- Directed by: Jigme Trinley
- Written by: Jigme Trinley
- Produced by: Pema Tseden Lei Wang
- Starring: Jinpa; Wang Zheng; Kunde; Darggye Tenzin;
- Cinematography: Lv Songye
- Edited by: Jin Di
- Music by: Ding Ke
- Release date: 2 November 2021 (Tokyo International Film Festival);
- Running time: 88 minutes
- Country: China
- Language: Chinese

= One and Four =

One and Four (originally titled Yige he sige) is a 2021 Tibetan thriller film directed by Jigme Trinley, starring Jinpa, Wang Zheng, Kunde and Darggye Tenzin.

==Cast==
- Jinpa as Sanggye
- Wang Zheng as The Tall Guy
- Kunde as Kunbo
- Darggye Tenzin as The Short Guy
- Tsemdo as a dead cop

==Release==
The film premiered at the Tokyo International Film Festival on 2 November 2021.

==Reception==
Jessica Kiang of Variety wrote that the film is "at times more a filmmaking exercise than a fully formed film, it’s because underneath all the impressive craft there’s not a whole lot of substance.
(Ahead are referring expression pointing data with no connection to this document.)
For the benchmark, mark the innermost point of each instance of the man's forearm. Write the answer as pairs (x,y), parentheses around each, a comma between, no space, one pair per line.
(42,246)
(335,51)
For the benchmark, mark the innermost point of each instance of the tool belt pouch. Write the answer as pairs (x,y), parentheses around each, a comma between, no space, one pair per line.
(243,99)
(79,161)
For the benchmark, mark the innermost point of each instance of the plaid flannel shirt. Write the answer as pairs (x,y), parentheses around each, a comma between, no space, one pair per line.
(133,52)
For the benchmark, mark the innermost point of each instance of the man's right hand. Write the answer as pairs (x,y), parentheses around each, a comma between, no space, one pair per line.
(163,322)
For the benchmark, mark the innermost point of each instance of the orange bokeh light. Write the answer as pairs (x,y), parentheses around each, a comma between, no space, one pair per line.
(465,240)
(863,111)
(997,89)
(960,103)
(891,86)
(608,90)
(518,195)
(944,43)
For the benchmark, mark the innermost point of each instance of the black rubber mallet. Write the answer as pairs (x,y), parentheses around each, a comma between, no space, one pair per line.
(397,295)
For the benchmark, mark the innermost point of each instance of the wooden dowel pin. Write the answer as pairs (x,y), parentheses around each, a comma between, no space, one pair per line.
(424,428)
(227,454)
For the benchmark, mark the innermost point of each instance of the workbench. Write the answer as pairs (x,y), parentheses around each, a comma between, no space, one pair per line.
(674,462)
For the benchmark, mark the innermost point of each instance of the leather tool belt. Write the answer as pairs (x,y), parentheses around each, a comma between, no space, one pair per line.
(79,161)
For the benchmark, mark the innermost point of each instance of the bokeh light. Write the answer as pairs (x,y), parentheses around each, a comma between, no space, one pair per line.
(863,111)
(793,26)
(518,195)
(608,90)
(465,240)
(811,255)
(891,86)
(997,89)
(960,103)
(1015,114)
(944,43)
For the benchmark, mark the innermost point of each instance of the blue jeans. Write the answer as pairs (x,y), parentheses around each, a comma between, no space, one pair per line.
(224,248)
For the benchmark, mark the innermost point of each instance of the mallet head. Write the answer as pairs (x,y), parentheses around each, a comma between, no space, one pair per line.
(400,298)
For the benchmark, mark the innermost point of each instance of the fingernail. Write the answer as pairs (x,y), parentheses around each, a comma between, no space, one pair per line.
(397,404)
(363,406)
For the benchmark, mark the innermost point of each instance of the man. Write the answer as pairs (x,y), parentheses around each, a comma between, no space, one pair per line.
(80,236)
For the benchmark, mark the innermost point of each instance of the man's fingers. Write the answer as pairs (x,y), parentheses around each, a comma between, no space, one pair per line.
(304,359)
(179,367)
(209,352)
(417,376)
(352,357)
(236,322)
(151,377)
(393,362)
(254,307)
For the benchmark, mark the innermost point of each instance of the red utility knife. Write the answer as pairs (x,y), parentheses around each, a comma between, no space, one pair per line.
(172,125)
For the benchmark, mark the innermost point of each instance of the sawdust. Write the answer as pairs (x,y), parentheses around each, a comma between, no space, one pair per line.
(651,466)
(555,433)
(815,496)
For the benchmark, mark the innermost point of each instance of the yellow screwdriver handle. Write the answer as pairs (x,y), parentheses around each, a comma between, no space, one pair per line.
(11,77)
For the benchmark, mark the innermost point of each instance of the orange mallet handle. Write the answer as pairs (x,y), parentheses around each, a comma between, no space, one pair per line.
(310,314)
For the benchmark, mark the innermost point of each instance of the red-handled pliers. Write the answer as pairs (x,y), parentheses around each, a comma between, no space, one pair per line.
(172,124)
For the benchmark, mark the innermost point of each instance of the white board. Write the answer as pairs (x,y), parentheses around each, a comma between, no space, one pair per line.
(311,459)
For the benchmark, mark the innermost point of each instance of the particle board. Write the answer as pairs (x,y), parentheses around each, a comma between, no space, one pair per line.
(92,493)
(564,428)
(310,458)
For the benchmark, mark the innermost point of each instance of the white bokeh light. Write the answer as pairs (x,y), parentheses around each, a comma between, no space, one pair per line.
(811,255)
But the texture is so convincing you can almost overlook that emptiness, especially when it’s all done with a sly wink and a mordant sense of mischief." Elizabeth Kerr of The Hollywood Reporter wrote that the film is "an efficient and visually engaging, if slightly familiar, tale of modern encroachment on the natural world and the violence it can bring." Kurt Halfyard of ScreenAnarchy wrote that while the film "appears not quite up to the difficult task of tangling and untangling itself", it "still remains an admirable first feature."